Nous venions de loin, et nous avions gravi les hauteurs de Saint-Just par une chaleur accablante. Quelques rafraîchissements avaient été préparés au milieu des instruments du travail : du pain, du fromage, quelques fruits, un verre de vin ; véritables agapes offertes avec la simplicité antique et un cœur sincère. Un verre de vin ! hélas ! à notre intention ; car ces braves gens n’en boivent pas tous les jours ; mais c’était fête pour eux : on allait parler du Spiritisme. Oh ! c’est de grand cœur que nous avons trinqué avec eux, et leur modeste collation avait à nos yeux cent fois plus de prix que les plus splendides repas. Qu’ils en reçoivent ici l’assurance.

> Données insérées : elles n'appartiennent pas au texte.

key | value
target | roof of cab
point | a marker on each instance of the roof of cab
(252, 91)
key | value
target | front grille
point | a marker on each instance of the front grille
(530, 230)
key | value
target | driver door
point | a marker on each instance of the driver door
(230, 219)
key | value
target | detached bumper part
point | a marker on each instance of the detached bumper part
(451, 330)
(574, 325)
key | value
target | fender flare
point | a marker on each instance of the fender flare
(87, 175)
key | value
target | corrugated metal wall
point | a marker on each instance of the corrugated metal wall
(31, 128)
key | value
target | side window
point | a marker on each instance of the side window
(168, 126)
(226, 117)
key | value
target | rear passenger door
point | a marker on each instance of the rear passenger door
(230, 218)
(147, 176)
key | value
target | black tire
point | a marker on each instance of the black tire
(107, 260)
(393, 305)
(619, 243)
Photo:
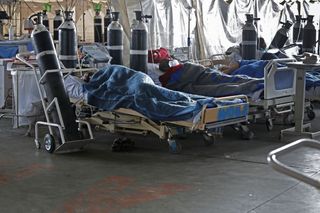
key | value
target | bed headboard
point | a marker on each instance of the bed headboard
(279, 81)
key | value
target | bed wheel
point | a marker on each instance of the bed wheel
(289, 119)
(174, 147)
(122, 145)
(209, 139)
(269, 124)
(310, 113)
(49, 143)
(247, 135)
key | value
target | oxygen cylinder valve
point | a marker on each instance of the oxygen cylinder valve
(141, 17)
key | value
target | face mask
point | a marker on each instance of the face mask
(173, 63)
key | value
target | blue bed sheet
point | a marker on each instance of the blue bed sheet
(116, 87)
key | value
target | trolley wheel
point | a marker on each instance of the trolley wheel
(209, 139)
(269, 124)
(311, 114)
(49, 143)
(174, 146)
(38, 145)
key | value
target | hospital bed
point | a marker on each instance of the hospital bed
(208, 122)
(277, 98)
(125, 120)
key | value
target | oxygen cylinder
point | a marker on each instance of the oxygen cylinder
(281, 36)
(297, 30)
(249, 39)
(309, 36)
(139, 45)
(115, 43)
(97, 27)
(107, 21)
(68, 41)
(57, 21)
(45, 20)
(53, 82)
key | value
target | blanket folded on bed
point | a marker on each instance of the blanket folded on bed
(116, 87)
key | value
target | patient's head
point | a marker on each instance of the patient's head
(165, 64)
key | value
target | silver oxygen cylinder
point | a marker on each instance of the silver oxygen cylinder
(139, 45)
(107, 21)
(297, 30)
(1, 29)
(309, 36)
(53, 82)
(57, 21)
(115, 40)
(281, 37)
(68, 41)
(45, 20)
(97, 27)
(249, 39)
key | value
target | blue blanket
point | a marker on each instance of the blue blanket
(116, 87)
(196, 79)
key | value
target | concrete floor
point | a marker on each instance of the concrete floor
(230, 177)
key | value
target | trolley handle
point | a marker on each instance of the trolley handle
(282, 168)
(21, 57)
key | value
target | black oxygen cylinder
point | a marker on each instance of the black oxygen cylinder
(107, 21)
(57, 21)
(68, 42)
(97, 27)
(53, 82)
(45, 20)
(1, 29)
(115, 43)
(297, 30)
(249, 39)
(281, 36)
(309, 36)
(139, 45)
(319, 39)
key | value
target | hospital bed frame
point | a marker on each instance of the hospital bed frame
(277, 102)
(274, 102)
(130, 121)
(208, 122)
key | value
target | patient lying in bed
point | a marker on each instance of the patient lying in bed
(115, 87)
(197, 79)
(243, 77)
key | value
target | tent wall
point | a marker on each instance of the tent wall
(215, 24)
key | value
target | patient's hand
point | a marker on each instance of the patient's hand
(229, 68)
(225, 69)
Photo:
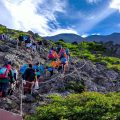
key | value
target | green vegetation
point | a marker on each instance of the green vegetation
(85, 106)
(92, 51)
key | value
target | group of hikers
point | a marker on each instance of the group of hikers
(33, 73)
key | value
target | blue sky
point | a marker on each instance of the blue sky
(50, 17)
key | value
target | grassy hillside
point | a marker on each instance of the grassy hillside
(92, 51)
(85, 106)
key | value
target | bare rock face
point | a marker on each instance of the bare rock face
(82, 75)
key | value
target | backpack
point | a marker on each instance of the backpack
(50, 69)
(51, 56)
(14, 74)
(3, 72)
(23, 68)
(63, 60)
(67, 52)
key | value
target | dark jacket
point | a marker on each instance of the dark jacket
(29, 74)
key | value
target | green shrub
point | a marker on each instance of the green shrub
(85, 106)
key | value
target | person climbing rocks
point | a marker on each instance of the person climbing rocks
(5, 78)
(24, 67)
(34, 47)
(53, 54)
(20, 38)
(14, 77)
(29, 77)
(40, 46)
(68, 54)
(64, 60)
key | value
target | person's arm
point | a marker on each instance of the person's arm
(11, 78)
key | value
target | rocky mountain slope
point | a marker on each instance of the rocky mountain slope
(82, 75)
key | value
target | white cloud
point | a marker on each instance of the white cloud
(95, 34)
(84, 35)
(33, 15)
(115, 4)
(93, 1)
(87, 25)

Quelqu’un nous disait à Lyon : « Le Spiritisme pénètre chez les ouvriers par le raisonnement ; ne serait-il pas temps de chercher à l’y faire pénétrer par le cœur ? » Cette personne assurément ne connaît pas les ouvriers ; il serait à désirer qu’on trouvât autant de cœur chez tout le monde. Si un tel langage n’est pas inspiré par le cœur ; si le cœur n’est pour rien chez celui qui trouve dans le Spiritisme la force de vaincre ses penchants, de lutter avec résignation contre la misère, d’étouffer ses rancunes et ses animosités ; chez celui qui partage son morceau de pain avec un plus malheureux, nous avouons ne pas savoir où est le cœur.